Lancé il y a un an à Rennes, le dispositif « Ehpad hors les murs », porté par l’Ehpad Saint-Louis et coordonné par une infirmière, vise à permettre à des personnes âgées dépendantes de se maintenir le plus longtemps possible à domicile, tout en bénéficiant d’un accompagnement renforcé.
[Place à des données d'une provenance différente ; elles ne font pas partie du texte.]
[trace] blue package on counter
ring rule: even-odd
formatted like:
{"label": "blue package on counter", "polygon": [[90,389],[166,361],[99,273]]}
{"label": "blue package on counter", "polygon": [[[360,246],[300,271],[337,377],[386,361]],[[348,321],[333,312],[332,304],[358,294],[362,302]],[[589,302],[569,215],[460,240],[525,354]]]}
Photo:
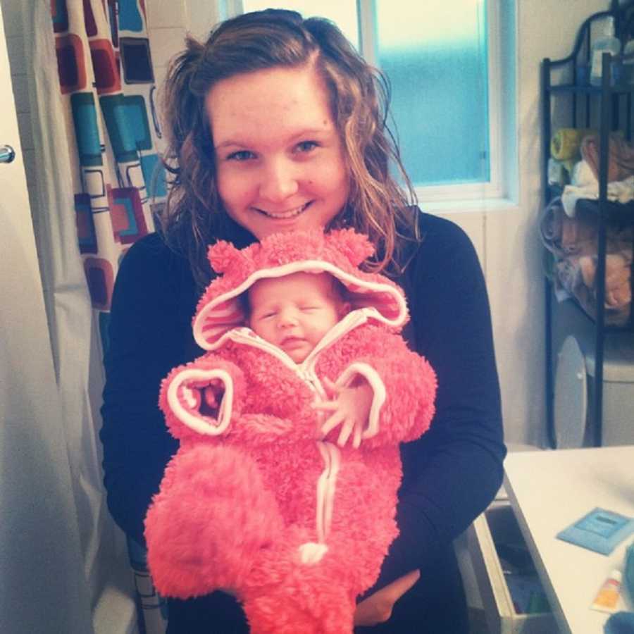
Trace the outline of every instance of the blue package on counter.
{"label": "blue package on counter", "polygon": [[634,533],[634,518],[596,508],[558,533],[557,537],[595,552],[609,554],[632,533]]}

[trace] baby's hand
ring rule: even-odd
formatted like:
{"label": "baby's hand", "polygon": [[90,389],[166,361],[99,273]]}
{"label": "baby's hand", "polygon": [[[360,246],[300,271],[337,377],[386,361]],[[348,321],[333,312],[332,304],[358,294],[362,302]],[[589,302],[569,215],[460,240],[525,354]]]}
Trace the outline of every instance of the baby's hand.
{"label": "baby's hand", "polygon": [[361,376],[353,385],[345,387],[335,385],[328,378],[324,378],[323,384],[330,399],[316,403],[313,406],[316,409],[332,414],[321,425],[321,437],[325,437],[337,425],[341,425],[337,444],[343,447],[352,435],[352,447],[357,449],[370,414],[374,397],[372,387]]}

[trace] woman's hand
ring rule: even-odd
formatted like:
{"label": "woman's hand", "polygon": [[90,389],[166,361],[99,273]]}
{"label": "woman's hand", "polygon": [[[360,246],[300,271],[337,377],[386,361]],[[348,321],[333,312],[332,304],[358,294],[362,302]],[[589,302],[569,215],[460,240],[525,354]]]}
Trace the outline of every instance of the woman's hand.
{"label": "woman's hand", "polygon": [[363,599],[354,612],[355,626],[385,623],[392,616],[394,604],[418,580],[420,570],[413,570]]}
{"label": "woman's hand", "polygon": [[374,391],[363,377],[359,377],[352,385],[345,387],[335,385],[325,378],[323,384],[330,400],[316,403],[314,407],[332,414],[321,425],[321,437],[325,437],[340,425],[341,432],[337,444],[343,447],[352,435],[352,446],[357,449],[361,445],[361,433],[368,423]]}

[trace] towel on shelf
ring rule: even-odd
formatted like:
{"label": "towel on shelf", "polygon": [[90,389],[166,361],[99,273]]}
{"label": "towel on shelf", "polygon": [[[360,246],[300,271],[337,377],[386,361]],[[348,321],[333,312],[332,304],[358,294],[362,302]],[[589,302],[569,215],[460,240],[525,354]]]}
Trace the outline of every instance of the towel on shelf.
{"label": "towel on shelf", "polygon": [[[598,135],[585,136],[581,142],[581,156],[599,178],[599,154],[601,142]],[[634,146],[620,132],[610,132],[608,139],[608,182],[623,181],[634,175]]]}
{"label": "towel on shelf", "polygon": [[[630,315],[632,299],[631,226],[609,224],[606,236],[606,323],[621,325]],[[566,213],[561,199],[554,199],[540,219],[544,246],[554,256],[552,264],[555,296],[574,297],[589,315],[596,316],[597,216],[581,208],[574,218]]]}

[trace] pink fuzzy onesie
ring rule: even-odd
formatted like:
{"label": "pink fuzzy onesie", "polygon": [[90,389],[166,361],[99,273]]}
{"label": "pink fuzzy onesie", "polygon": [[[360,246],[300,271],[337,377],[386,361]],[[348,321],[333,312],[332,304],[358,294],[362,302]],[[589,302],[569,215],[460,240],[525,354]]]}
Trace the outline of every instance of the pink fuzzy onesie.
{"label": "pink fuzzy onesie", "polygon": [[[219,242],[222,273],[193,327],[206,352],[163,380],[160,406],[180,441],[145,521],[148,563],[165,596],[223,589],[242,603],[254,634],[351,633],[356,598],[375,582],[398,533],[399,443],[429,427],[436,379],[399,334],[401,289],[361,271],[373,252],[352,230],[276,234],[238,250]],[[237,299],[255,281],[328,273],[352,309],[301,363],[245,325]],[[328,378],[358,375],[373,390],[354,449],[339,430],[318,440]],[[205,404],[211,385],[219,406]]]}

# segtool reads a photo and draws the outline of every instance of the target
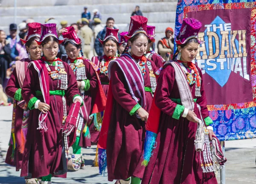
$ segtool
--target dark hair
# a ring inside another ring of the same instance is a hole
[[[86,21],[82,21],[82,24],[83,25],[88,25],[88,23]]]
[[[25,38],[25,37],[26,36],[27,34],[27,32],[22,32],[20,33],[19,36],[20,38],[24,39],[24,38]]]
[[[44,41],[42,42],[41,45],[42,46],[44,46],[44,45],[47,44],[50,41],[54,41],[55,42],[57,42],[58,44],[59,43],[58,40],[55,37],[54,37],[53,36],[49,36],[46,37],[45,39],[44,40]]]
[[[177,48],[178,47],[178,46],[180,46],[180,47],[183,48],[186,46],[187,46],[189,43],[198,43],[198,44],[199,43],[198,42],[198,40],[197,39],[197,38],[191,38],[191,39],[189,40],[188,41],[187,41],[186,43],[183,44],[177,45]],[[179,50],[177,49],[175,54],[173,55],[173,57],[172,57],[172,60],[174,60],[176,58],[176,56],[177,56]]]
[[[65,49],[66,49],[66,47],[67,46],[67,44],[68,44],[69,43],[70,43],[71,44],[73,45],[74,46],[75,46],[76,47],[76,48],[77,49],[79,49],[79,48],[80,48],[81,49],[81,48],[82,48],[81,44],[76,44],[74,42],[73,42],[73,41],[69,41],[65,43],[65,44],[64,44],[64,48],[65,48]]]
[[[131,43],[133,43],[136,40],[137,38],[138,38],[139,37],[140,37],[140,36],[142,35],[145,35],[145,37],[146,37],[147,36],[146,35],[146,34],[145,34],[144,33],[138,33],[137,34],[136,34],[135,36],[134,36],[133,37],[131,37],[131,38],[130,38],[129,39],[128,41],[130,41],[131,42]]]
[[[108,42],[108,41],[109,41],[110,40],[112,40],[113,41],[115,42],[116,44],[116,46],[118,48],[118,47],[119,47],[119,44],[118,43],[118,42],[117,42],[117,41],[116,41],[116,40],[115,38],[112,37],[109,37],[105,41],[104,41],[103,42],[103,46],[105,46],[105,44],[106,44],[106,43],[107,42]]]
[[[27,46],[28,47],[29,47],[29,46],[30,46],[30,45],[31,45],[32,43],[32,42],[33,42],[36,39],[39,38],[39,37],[38,37],[36,36],[32,37],[26,43],[25,46]]]
[[[180,47],[182,48],[184,48],[185,46],[186,46],[189,43],[199,43],[199,42],[198,42],[198,40],[197,39],[197,38],[191,38],[191,39],[189,40],[188,41],[187,41],[187,42],[186,43],[184,43],[183,44],[177,45],[177,47],[178,46],[180,46]]]
[[[73,26],[73,25],[75,25],[77,27],[78,27],[78,24],[77,24],[76,23],[73,23],[71,24],[70,24],[70,26]]]
[[[107,19],[107,22],[108,22],[109,20],[113,20],[115,22],[115,20],[112,17],[108,18],[108,19]]]

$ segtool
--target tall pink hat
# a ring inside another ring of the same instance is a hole
[[[147,34],[150,37],[149,39],[153,42],[155,41],[155,39],[154,37],[155,36],[155,26],[147,25]]]
[[[128,42],[128,40],[124,37],[124,36],[128,34],[128,32],[122,32],[120,33],[120,37],[121,39],[121,42],[123,43],[127,43]]]
[[[67,29],[67,32],[62,33],[63,37],[66,38],[64,42],[64,44],[68,41],[72,41],[77,45],[79,45],[82,43],[82,41],[77,36],[75,29],[73,26],[67,27],[66,29]]]
[[[108,27],[106,28],[106,35],[105,35],[104,40],[102,40],[99,38],[99,40],[101,44],[103,45],[103,42],[104,42],[108,38],[113,37],[118,42],[119,45],[121,44],[122,43],[119,42],[119,39],[118,38],[118,31],[119,31],[119,29],[112,29],[108,28]]]
[[[29,30],[26,36],[26,40],[20,38],[24,43],[32,37],[40,37],[41,33],[41,24],[38,23],[29,23],[28,24]]]
[[[198,39],[198,32],[202,27],[202,23],[194,18],[186,18],[183,20],[180,33],[176,38],[175,41],[177,45],[182,45],[189,40],[196,38],[200,44],[204,42],[200,41]]]
[[[41,24],[40,40],[39,41],[36,40],[36,41],[38,45],[41,45],[45,38],[50,36],[53,36],[57,38],[58,40],[59,44],[61,43],[65,40],[65,39],[60,40],[58,39],[57,33],[56,24],[50,23]]]
[[[149,38],[154,37],[147,34],[147,23],[148,19],[140,15],[131,17],[131,23],[129,28],[129,32],[124,36],[125,38],[129,40],[138,33],[143,33]]]

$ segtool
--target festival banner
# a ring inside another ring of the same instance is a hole
[[[195,63],[221,141],[256,138],[256,2],[179,0],[175,37],[185,18],[203,24]]]

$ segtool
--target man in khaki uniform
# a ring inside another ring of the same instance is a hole
[[[157,49],[158,54],[167,61],[171,60],[173,55],[173,30],[170,27],[168,27],[166,30],[165,33],[166,37],[158,41]]]
[[[84,39],[84,45],[82,46],[84,55],[85,58],[90,59],[90,43],[92,37],[93,36],[93,32],[92,29],[89,27],[88,26],[89,23],[88,19],[85,18],[82,18],[83,27],[80,29],[80,35]]]

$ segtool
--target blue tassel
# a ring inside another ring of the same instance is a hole
[[[105,175],[107,172],[107,152],[106,150],[99,148],[99,174]]]
[[[157,134],[149,131],[146,131],[146,138],[144,144],[144,154],[143,161],[141,165],[146,167],[148,165],[150,158],[153,155],[153,150],[156,148],[154,147],[156,142]]]

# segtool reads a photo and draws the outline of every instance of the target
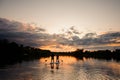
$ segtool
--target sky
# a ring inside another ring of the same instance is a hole
[[[120,48],[120,0],[0,0],[0,39],[74,51]]]

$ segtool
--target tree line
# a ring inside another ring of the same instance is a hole
[[[74,56],[78,59],[97,58],[106,60],[120,61],[120,49],[98,50],[98,51],[84,51],[84,49],[77,49],[73,52],[51,52],[50,50],[42,50],[30,46],[24,46],[16,42],[10,42],[7,39],[0,39],[0,65],[14,64],[22,61],[29,61],[39,59],[41,57],[49,57],[51,53],[61,56]]]

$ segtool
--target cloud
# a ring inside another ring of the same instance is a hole
[[[40,40],[48,40],[45,29],[17,21],[0,18],[0,39],[16,41],[28,46],[41,46]]]
[[[64,49],[64,46],[73,49],[120,47],[120,32],[107,32],[101,35],[86,33],[80,38],[81,34],[73,26],[62,34],[48,34],[43,28],[0,18],[0,39],[8,39],[27,46],[44,48],[48,46],[57,50]]]

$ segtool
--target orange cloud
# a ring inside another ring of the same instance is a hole
[[[69,45],[61,45],[61,44],[51,44],[46,46],[41,46],[41,49],[47,49],[53,52],[68,52],[68,51],[75,51],[76,47],[69,46]]]

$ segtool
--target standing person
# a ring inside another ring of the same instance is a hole
[[[59,55],[56,55],[56,63],[59,63]]]
[[[51,54],[51,64],[54,64],[54,54]]]

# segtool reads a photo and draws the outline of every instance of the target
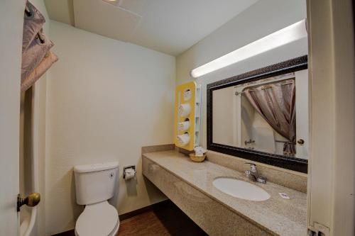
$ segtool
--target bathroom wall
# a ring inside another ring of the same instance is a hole
[[[165,199],[141,174],[142,146],[173,142],[175,57],[50,22],[59,61],[47,80],[45,225],[52,235],[74,228],[73,167],[119,162],[125,213]],[[136,165],[136,181],[122,180]]]
[[[193,79],[191,69],[306,18],[305,0],[258,1],[176,59],[176,84]],[[199,77],[202,91],[202,145],[206,147],[206,85],[307,54],[307,39],[285,45]]]

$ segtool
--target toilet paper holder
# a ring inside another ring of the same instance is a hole
[[[136,166],[129,166],[124,167],[124,179],[126,179],[126,169],[133,169],[134,170],[134,176],[136,177],[136,174],[137,173],[136,171]]]

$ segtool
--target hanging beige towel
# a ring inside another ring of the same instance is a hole
[[[21,91],[26,91],[31,87],[58,60],[57,55],[49,52],[32,73],[25,79],[21,80]]]
[[[53,45],[41,30],[22,54],[21,81],[30,76]]]
[[[36,35],[43,26],[45,19],[37,9],[28,1],[26,1],[23,19],[23,35],[22,53],[23,53]]]

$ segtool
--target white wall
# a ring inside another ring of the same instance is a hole
[[[46,234],[74,228],[73,167],[119,161],[119,214],[164,199],[142,177],[141,147],[173,142],[175,57],[51,21],[59,61],[47,81]],[[124,166],[137,181],[122,180]]]
[[[305,0],[263,0],[179,55],[176,84],[192,79],[191,69],[306,18]],[[202,145],[206,147],[206,85],[307,54],[307,39],[280,47],[197,79],[202,91]]]
[[[351,0],[307,0],[308,224],[355,235],[355,61]]]

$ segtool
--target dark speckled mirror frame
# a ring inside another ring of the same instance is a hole
[[[214,90],[305,69],[307,68],[307,55],[293,58],[285,62],[274,64],[207,84],[207,149],[258,162],[307,173],[308,166],[307,159],[251,150],[241,147],[214,143],[212,142],[212,91]]]

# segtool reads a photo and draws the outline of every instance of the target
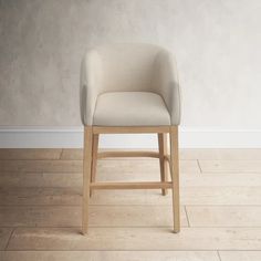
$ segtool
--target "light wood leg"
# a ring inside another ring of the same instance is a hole
[[[92,127],[84,127],[84,154],[83,154],[83,234],[88,227],[90,181],[92,171]]]
[[[178,233],[180,230],[178,126],[170,127],[170,173],[173,179],[174,232]]]
[[[158,152],[159,152],[159,166],[160,166],[160,179],[163,182],[168,180],[168,166],[165,160],[167,155],[167,134],[158,133]],[[168,190],[166,188],[161,189],[161,194],[167,195]]]
[[[95,182],[96,179],[96,167],[97,167],[97,152],[98,152],[98,134],[93,134],[93,157],[92,157],[92,174],[91,182]],[[90,190],[90,196],[92,196],[93,190]]]

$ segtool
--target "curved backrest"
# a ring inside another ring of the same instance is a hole
[[[154,91],[154,65],[164,49],[147,43],[119,43],[94,51],[101,59],[101,92]]]

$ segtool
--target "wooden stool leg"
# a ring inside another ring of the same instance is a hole
[[[160,179],[163,182],[168,180],[168,166],[165,160],[167,155],[167,134],[158,133],[158,152],[159,152],[159,166],[160,166]],[[161,189],[161,194],[167,195],[168,190],[166,188]]]
[[[84,127],[84,153],[83,153],[83,234],[87,233],[88,227],[88,201],[90,181],[92,171],[92,127]]]
[[[96,167],[97,167],[97,152],[98,152],[98,134],[93,134],[93,156],[92,156],[92,174],[91,174],[91,182],[95,182],[96,179]],[[90,196],[92,196],[93,191],[90,190]]]
[[[171,173],[171,179],[173,179],[174,232],[178,233],[180,230],[178,126],[170,127],[170,173]]]

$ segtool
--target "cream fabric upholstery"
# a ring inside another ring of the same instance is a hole
[[[158,94],[112,92],[98,96],[93,124],[97,126],[170,125],[170,116]]]
[[[179,125],[180,94],[173,55],[153,44],[88,50],[81,66],[84,125]]]

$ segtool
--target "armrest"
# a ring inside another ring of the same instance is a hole
[[[101,91],[102,63],[95,50],[86,52],[81,64],[80,109],[84,125],[93,124],[96,100]]]
[[[175,58],[161,51],[156,58],[155,87],[165,101],[170,114],[171,125],[180,124],[180,87]]]

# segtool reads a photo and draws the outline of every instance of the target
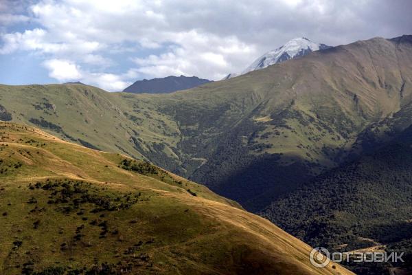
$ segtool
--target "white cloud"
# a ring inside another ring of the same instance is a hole
[[[82,70],[74,62],[64,59],[50,59],[43,63],[49,70],[49,76],[60,82],[78,80],[94,85],[108,91],[122,91],[131,82],[125,79],[136,76],[135,72],[129,70],[124,74],[93,73]]]
[[[49,71],[49,76],[59,81],[78,80],[82,78],[80,68],[67,60],[51,59],[43,63]]]

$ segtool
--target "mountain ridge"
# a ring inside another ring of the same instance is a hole
[[[170,76],[160,78],[137,80],[123,91],[128,93],[164,94],[193,88],[211,82],[197,76]]]
[[[330,48],[322,43],[315,43],[305,37],[293,38],[282,46],[271,50],[258,58],[249,66],[240,73],[229,74],[223,79],[239,76],[249,72],[266,68],[273,64],[279,63],[291,58],[305,56],[312,52]]]
[[[2,274],[353,274],[318,270],[310,246],[147,162],[26,125],[0,133]]]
Immobile dans son canapé, Jean, 88 ans, ne réagit pas lorsque Andrea Léon arrive chez lui pour sa séance de stimulation cognitive. D’une voix douce et calme, l’assistant de soins en gérontologie (ASG) l’invite à s’asseoir à la table de la salle à manger où il lui présente des cartes représentant des objets que le vieil homme doit reconnaître et épeler sur une feuille de papier. Depuis un an, l’équipe mobile de l’Établissement d’hébergement pour personnes âgées dépendantes (Ehpad) Saint-Louis, à Rennes, dont Andrea Léon fait partie, se rend trois fois par semaine dans ce petit appartement cosy d’un quartier populaire, situé à une dizaine de minutes de la structure. L’objectif : proposer une alternative à l’entrée en Ehpad à des personnes âgées dépendantes, en complément de l’accompagnement jusque-là mis en place à domicile. L’expérimentation est née en 2018, à l’occasion d’un appel à projet lancé par l’Agence régionale de santé (ARS) de Bretagne portant sur les innovations organisationnelles. « Nous avons conçu l’Ehpad hors les murs afin de proposer un dispositif renforcé à domicile pour les personnes âgées. C’est le fruit d’une collaboration étroite entre notre structure et les acteurs locaux du domicile, au premier plan desquels l’Aide à domicile en milieu rural (ADMR) Rennes, le Centre communal d’actions sociales (CCAS) 35 et l’association Assia du réseau de l’Union nationale de l’aide, des soins et des services aux domiciles (UNA) », détaille Rémi Locquet, directeur de l’Ehpad Saint-Louis et du service intégré d’Ehpad hors les murs. L’expérimentation s’adresse ainsi à des personnes âgées dépendantes, résidant dans l’agglomération rennaise. Exit donc les personnes dont le niveau de dépendance n’est pas un frein pour le maintien à domicile (GIR 5 et 6). Les modalités d’entrée dans le dispositif, quant à elles, sont variées. Ce peut être à l’occasion de l’orientation par l’un des partenaires, d’une demande d’entrée en Ehpad lorsqu’un maintien à domicile s’avère possible ou encore au décours d’une hospitalisation.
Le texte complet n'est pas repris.